Vengono poi apportate delle modifiche all’art. 63 del D. Lgs. 276/2003 relativamente al compenso da riconoscere al collaboratore a progetto.
Viene introdotto un corrispettivo minimo che non può essere inferiore alla misura individuata in maniera specifica dai contratti collettivi; in assenza il compenso non può essere inferiore alle retribuzioni minime previste dai contratti collettivi nazionali di categoria per le figure professionali il cui profilo di competenza e di esperienza è analogo a quello del collaboratore a progetto. 

Tali disposizioni si applicano ai contratti stipulati successivamente alla data della entrata in vigore della riforma, 18 luglio 2012. 


7.  Partite IVA (art. 1, commi 26 – 27) 

Il legislatore intende razionalizzare il ricorso alle collaborazioni rese da titolari di partita IVA, prevedendo una presunzione relativa del carattere coordinato e continuativo delle collaborazioni rese da titolari di partita IVA, quando ricorrano almeno due delle seguenti condizioni

-      Durata della collaborazione complessivamente superiore a 8 mesi nell’arco dell’anno solare;
-      Il collaboratore ricavi da essa più dell’ 80% dei propri corrispettivi nell’arco dello stesso anno solare;
-      Il collaboratore fruisca di una postazione fissa di lavoro presso una delle sedi del committente;
In pratica al verificarsi di due delle tre condizioni indicate, la prestazione lavorativa si considera come se fosse una collaborazione coordinata e continuativa a progetto, di conseguenza scatta l’obbligo di iscrizione alla gestione separata dell’INPS. 

La norma chiarisce che tale presunzione di parasubordinazione, si applica solo ai rapporti instaurati successivamente alle entrata in vigore della legge (quindi dal 18 luglio 2012), mentre per i rapporti in corso, le disposizioni trovano applicazione decorsi 12 mesi dall’entrata in vigore della legge. 

In ogni caso la presunzione di cui sopra non opera in presenza di due particolari condizioni, che rendono genuina la prestazione di lavoro autonomo con regolare partita IVA (clausola di salvaguardia):

-      Quando la prestazione sia caratterizzata da competenze teoriche di grado elevato acquisite attraverso significativi percorsi formativi, ovvero da capacità tecnico-pratiche acquisite attraverso rilevanti esperienze maturate nell’esercizio concreto di attività.
-      Quando sia svolta da soggetto titolare di un reddito annuo da lavoro autonomo non inferiore a 1,25 volte il livello minimo imponibile (circa 18.000 euro annui) 

Va inoltre precisato che la presunzione non opera per le attività professionali per l’esercizio delle quali è necessaria l’iscrizione ad un ordine professionale, ad appositi registri, albi, ruoli o elenchi professionali qualificati (spetterà ad un D.M effettuare la ricognizione di tali attività). 

Va chiarito infine che l’uso improprio della collaborazione professionale, al pari di quanto avviene per i contratti di collaborazione a progetti fittizi, potrà determinare la trasformazione del rapporto di lavoro a tempo indeterminato di natura subordinata.  


8.  Associazione in partecipazione con apporto di lavoro (art. 1 commi 28 – 31). 

La nuova legge interviene, sia pur marginalmente, anche sulla disciplina dell’associazione in partecipazione con apporto di lavoro.

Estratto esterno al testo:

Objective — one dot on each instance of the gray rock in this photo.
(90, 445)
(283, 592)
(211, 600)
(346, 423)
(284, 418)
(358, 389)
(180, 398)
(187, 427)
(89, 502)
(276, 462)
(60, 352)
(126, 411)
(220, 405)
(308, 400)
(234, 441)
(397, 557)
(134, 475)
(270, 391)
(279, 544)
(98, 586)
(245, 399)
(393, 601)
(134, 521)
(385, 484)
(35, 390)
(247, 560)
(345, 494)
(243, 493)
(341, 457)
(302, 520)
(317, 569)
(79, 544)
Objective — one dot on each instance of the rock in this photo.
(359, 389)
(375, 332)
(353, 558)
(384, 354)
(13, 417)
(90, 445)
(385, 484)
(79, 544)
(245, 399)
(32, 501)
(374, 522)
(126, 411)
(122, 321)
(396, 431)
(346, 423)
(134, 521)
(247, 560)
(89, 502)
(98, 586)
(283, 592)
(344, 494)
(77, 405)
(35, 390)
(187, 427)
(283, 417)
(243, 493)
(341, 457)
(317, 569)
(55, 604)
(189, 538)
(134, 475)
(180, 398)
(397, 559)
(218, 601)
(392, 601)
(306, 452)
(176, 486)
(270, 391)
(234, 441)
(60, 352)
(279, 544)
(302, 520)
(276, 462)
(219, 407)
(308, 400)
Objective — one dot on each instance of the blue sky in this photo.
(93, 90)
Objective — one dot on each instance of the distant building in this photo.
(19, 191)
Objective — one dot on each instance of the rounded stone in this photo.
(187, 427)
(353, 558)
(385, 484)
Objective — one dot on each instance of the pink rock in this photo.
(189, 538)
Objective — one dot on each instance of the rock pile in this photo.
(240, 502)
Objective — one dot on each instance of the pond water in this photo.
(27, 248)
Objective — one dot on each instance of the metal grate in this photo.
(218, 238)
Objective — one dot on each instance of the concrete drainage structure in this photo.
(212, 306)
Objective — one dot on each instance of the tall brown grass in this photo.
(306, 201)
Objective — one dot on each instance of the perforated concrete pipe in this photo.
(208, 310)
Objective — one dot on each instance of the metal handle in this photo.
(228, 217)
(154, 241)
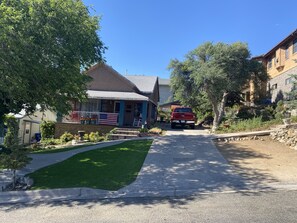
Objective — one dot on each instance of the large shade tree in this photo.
(44, 46)
(214, 70)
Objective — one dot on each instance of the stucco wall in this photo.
(165, 93)
(280, 80)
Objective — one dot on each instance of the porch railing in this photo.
(92, 118)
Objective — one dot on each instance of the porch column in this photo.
(122, 113)
(144, 113)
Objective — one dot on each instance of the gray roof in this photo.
(116, 95)
(145, 84)
(163, 81)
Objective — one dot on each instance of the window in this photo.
(287, 53)
(269, 64)
(288, 80)
(295, 45)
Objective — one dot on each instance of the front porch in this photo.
(112, 112)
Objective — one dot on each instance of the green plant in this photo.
(143, 130)
(155, 130)
(11, 137)
(16, 158)
(50, 142)
(95, 137)
(66, 137)
(47, 129)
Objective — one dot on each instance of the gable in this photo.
(106, 78)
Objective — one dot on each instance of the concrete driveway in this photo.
(186, 161)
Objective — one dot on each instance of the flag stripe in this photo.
(108, 118)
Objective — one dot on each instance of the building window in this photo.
(269, 64)
(289, 80)
(295, 45)
(287, 53)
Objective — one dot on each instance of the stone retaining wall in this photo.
(287, 136)
(73, 128)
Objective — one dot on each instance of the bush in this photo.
(50, 142)
(95, 137)
(66, 137)
(47, 129)
(11, 136)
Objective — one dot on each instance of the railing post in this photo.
(122, 113)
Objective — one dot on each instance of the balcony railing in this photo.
(92, 118)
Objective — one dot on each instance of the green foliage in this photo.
(47, 129)
(11, 137)
(50, 142)
(95, 137)
(143, 130)
(44, 46)
(213, 70)
(155, 130)
(14, 160)
(66, 137)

In particolare viene chiarito che, nel caso in cui l’apporto dell’associato consista anche in una prestazione di lavoro, il numero degli associati impegnati in una medesima attività non può essere superiore a tre, indipendentemente dal numero degli associanti, con l’unica eccezione in cui gli associati siano legati all’associante da rapporto coniugale, di parentela entro il terzo grado o di affinità entro il secondo. In caso di violazione della predetta disposizione, il rapporto si considera di lavoro subordinato a tempo indeterminato, fatti salvi i contratti in essere che siano stati certificati. 

La norma stabilisce inoltre che per considerare genuino il contratto di associazione in partecipazione con apporto di lavoro, è necessario garantire un’effettiva partecipazione agli utili e la consegna del rendiconto all’associato. Inoltre, l’apporto di lavoro dell’associato deve essere connotato da competenze teoriche di grado elevato o da particolari capacità tecnico pratiche, così come previsto in precedenza per le partite IVA. 


9.  Lavoro accessorio (art. 1, commi 32 – 33) 

La riforma interviene sul lavoro accessorio restringendone l’ambito di operatività, in particolare: 

-      L’importo dei compensi non può essere superiore a 5.000 euro nel corso di un anno solare con riferimento alla totalità dei committenti. Fermo restando il predetto limite, il compenso per le prestazioni rese nei confronti di ciascun imprenditore commerciale o professionista non può essere superiore a 2.000 euro;
-      Il corrispettivo dei buoni lavoro incassato dal lavoratore viene computato nel reddito necessario per il rilascio o il rinnovo del permesso di soggiorno;
-      Si introduce un valore orario per i voucher, che saranno numerati progressivamente e datati; si prevede un aggiornamento periodico sulla base del confronto con le parti sociali;
-      È previsto un adeguamento delle aliquote contributive previdenziali, in funzione degli incrementi delle aliquote contributive previste per gli iscritti alla gestione separata dell’INPS, da rideterminare con decreto Ministeriale. 

Le novità sul lavoro accessorio decorrono dal 18 luglio 2012. Comunque la norma dispone che l’attuale disciplina rimane applicabile per i buoni già richiesti al momento dell’entrata in vigore della nuova legge e comunque non oltre il 31 maggio 2013.